The conference report was approved at 4:06 a.m. in the Senate by a vote of 28-15 and at 4:12 a.m. in the House by a vote of 61-22. Sen. Shirley Randleman, R-Wilkesboro, and Rep. Bryan Holloway, R-King, voted for the bill. Their districts include Stokes.

Holloway said Monday that he is “upset” and “angry” about the way the bill went through. He had gotten word from House leaders that the bill covered merely technical changes, Holloway said: “Had I known the provision was in there, I wouldn’t have voted for it.”

Mary Kerley, a Pine Hall resident who helped start the grassroots group No Fracking in Stokes, said the bill’s last-minute passage was a “sneaky” act by lawmakers who are “owned” by “out-of-state interests,” and said she was deeply disappointed in Randleman and Holloway.

“Representative Holloway has previously stood with the people of Stokes County against fracking. We hope that his vote on SB119 was a misunderstanding. As for state Senator Randleman, she has always favored oil-and-gas interests against the clear wishes of her constituents.”

Efforts to contact Randleman were unsuccessful.

In addition to the possible negating effect that the bill may have on land-use ordinances passed by local governments, the way the bill was passed presents problems of its own, according to Ryke Longest, a professor at Duke University School of Law and Nicholas School of the Environment. Senate Bill 119 was supposed to carry technical corrections, but the changes are substantive, he said.

“It is true that someone used the S119 conference committee to sneak in a substantive provision in a technical corrections bill which changed language regarding pre-emption of local ordinances.

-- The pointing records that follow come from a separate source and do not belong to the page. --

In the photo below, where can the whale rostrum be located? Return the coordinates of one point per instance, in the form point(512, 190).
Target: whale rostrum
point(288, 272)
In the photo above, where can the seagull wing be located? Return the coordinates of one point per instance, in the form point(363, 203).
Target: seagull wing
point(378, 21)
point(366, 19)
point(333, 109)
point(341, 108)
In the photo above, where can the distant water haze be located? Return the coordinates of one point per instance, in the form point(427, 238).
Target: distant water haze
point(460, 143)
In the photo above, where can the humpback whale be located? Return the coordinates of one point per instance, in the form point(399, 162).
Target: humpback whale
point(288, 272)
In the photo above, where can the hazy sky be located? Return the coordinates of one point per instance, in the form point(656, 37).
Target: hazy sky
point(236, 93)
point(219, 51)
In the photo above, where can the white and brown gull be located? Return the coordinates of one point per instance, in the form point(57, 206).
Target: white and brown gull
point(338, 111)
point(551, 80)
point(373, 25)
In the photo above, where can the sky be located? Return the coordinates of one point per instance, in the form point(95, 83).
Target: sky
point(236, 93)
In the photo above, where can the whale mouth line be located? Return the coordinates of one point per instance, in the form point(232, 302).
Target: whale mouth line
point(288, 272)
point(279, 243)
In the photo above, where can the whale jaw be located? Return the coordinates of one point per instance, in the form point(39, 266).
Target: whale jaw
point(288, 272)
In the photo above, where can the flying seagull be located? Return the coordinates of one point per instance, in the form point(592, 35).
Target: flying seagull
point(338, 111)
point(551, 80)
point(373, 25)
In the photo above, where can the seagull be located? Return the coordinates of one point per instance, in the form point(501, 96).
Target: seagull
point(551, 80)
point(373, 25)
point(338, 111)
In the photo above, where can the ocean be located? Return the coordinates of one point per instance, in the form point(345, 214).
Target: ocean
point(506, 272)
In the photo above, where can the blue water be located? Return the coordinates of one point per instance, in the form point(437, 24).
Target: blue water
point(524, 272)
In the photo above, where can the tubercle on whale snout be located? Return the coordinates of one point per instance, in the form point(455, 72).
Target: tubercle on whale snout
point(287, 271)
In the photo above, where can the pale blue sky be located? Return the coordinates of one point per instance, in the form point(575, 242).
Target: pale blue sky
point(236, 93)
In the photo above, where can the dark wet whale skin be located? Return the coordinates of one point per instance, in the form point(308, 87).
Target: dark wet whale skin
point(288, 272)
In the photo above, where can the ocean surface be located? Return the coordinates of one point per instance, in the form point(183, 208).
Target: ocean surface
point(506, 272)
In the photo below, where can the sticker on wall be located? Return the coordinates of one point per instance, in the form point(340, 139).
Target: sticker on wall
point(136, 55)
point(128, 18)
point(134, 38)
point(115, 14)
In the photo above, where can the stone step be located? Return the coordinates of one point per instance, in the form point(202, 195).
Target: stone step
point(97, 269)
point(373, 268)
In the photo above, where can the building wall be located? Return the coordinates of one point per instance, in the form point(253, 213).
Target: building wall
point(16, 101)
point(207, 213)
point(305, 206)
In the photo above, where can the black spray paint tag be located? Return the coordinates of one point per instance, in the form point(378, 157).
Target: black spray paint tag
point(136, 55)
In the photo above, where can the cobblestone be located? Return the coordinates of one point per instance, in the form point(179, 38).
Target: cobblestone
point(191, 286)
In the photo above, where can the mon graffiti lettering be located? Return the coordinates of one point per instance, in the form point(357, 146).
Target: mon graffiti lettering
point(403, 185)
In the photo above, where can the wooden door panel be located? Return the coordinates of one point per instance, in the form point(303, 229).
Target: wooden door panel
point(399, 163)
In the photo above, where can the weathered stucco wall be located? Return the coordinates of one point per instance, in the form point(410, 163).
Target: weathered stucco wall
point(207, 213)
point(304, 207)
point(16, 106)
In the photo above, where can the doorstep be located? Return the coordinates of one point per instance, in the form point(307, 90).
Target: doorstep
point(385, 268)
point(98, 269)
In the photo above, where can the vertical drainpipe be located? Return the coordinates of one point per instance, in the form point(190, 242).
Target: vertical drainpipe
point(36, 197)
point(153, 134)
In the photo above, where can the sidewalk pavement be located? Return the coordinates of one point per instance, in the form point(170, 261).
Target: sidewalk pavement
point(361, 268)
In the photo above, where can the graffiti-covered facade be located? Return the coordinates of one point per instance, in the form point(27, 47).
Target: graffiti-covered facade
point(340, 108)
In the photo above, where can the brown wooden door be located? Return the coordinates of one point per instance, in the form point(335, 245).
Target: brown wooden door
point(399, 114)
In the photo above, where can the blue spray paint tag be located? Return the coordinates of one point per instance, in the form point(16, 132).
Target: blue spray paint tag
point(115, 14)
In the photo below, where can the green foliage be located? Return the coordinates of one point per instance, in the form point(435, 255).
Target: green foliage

“It is also clear that this changed language was never introduced in any bill during the session, was not germane to the technical corrections bill, was introduced after the crossover deadline, was never heard in an appropriate committee and was never analyzed for the fiscal burdens it placed on local governments by a fiscal note.

“Therefore, this changed language violated the rules which the legislature enacted for itself to govern how it handles legislation,” Longest said.

In the end, a court may have to decide, he said.

In Therese Vick’s view, the moratoria that have been passed still stand.

“There is no penalty on local government for imposing a moratorium — it stands until challenged, and continues to stand until pre-empted by the Oil and Gas Commission,” said Vick of the Blue Ridge Environmental Defense League.

Something else to consider: A judge has issued an injunction against the Oil and Gas Commission, barring it from issuing fracking-related permits, Vick said. And the appointment of many state boards and commissions are subject to a legal challenge.